Recycling and crime were two hot topics at Mayor Teresa Tomlinson’s second quarterly forum of 2016 Tuesday evening at North Highland Assembly of God Church.
About 100 people gathered there to address Tomlinson and other city leaders about their concerns.
Ashok Kumer said he is concerned about recent burglaries in Green Island Hills and asked if police patrols could be increased.
“These break-ins happen in the daytime when they know people are at work. They come to the front door and knock and if nobody answers, they go to the back and kick the door open,” Kumer said. “Police do respond, but that is after the fact. We would like more patrols, to be more visible and deter these things from happening.”
Never miss a local story.
Assistant Police Chief Lem Miller said there are several aspects to any city’s crime problems.
“Unfortunately, property crimes seem to be the biggest issue not only in this neighborhood but in the entire city,” Miller said. “The police department isn’t the only cog in the wheel. You have the courts and corrections also. It’s unfortunate, but I think you’re going to see that the people getting incarcerated the most are those with violent crimes. A property crime, unfortunately, is not considered a violent crime.”

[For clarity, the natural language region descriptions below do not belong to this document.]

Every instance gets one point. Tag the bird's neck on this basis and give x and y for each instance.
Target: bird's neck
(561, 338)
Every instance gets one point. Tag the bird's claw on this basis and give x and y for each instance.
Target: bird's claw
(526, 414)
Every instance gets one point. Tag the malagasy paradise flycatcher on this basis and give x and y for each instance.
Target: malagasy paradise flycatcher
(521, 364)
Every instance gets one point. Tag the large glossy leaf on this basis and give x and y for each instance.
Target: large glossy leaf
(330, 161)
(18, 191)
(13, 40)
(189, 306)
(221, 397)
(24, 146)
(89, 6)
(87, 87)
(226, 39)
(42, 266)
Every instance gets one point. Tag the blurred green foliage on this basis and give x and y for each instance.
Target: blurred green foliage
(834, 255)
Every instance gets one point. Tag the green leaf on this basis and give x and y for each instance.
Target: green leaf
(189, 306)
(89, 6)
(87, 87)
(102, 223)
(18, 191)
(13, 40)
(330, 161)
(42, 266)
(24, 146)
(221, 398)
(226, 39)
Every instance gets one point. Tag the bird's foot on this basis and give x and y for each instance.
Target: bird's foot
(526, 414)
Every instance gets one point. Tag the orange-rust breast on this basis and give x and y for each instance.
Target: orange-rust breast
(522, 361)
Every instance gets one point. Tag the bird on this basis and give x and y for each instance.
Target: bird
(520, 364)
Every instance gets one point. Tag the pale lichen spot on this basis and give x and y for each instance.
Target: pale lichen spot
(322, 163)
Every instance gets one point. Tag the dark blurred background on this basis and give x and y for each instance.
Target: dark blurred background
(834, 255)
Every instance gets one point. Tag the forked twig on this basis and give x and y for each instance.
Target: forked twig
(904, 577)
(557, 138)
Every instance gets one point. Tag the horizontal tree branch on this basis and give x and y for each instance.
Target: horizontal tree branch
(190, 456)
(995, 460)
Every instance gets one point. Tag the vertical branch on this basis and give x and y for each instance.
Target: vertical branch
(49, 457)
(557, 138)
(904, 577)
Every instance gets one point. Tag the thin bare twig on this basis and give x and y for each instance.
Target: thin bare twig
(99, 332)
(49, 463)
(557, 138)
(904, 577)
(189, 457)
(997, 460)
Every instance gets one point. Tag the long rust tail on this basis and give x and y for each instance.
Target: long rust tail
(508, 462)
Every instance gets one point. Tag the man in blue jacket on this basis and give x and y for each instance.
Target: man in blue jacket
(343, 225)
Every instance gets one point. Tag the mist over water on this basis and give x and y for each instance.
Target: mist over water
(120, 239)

Miller said he would look into increasing the frequency of patrols in Green Island.
Darryl Ellis, also of Green Island, asked if there is anything home owners can do to protect themselves and also help the police do their jobs.
Maj. J.D. Hawk suggested ways to strengthen doors and door jambs so that they are much harder to kick open.
“I’ve kicked in drug house doors most of my life and I can’t kick these (reinforced) doors in,” Hawk said. “We had trouble kicking them in with a battering ram.”
Miller added that with money Columbus Council has appropriated for the department’s Intelligence Led Policing program, he hopes to see an increase in burglary arrests and a reduction in the number of break-ins.
Todd Phillips expressed concern about the city’s recent decision to stop recycling glass, instead routing it to the city’s landfill.
Public Works Director Pat Biegler said there is no longer a market for recycled glass, making it practically impossisble to get rid of it.
“There was a firm that we’ve been working with that comes down from Atlanta periodically,” Biegler said. “Because there’s just no market for it, lately they’ve just been refusing to come.”
Another thing driving the dec ision is the fact that the city has bought new landfill compactors which reduce glass to a powder, making it more practical to put it there, Tomlinson said.
Other topics citizens raised during the hour-and-a-half forum included redevelopment districts, the property tax assessment freeze, Booker T. Washington Apartments and animal control.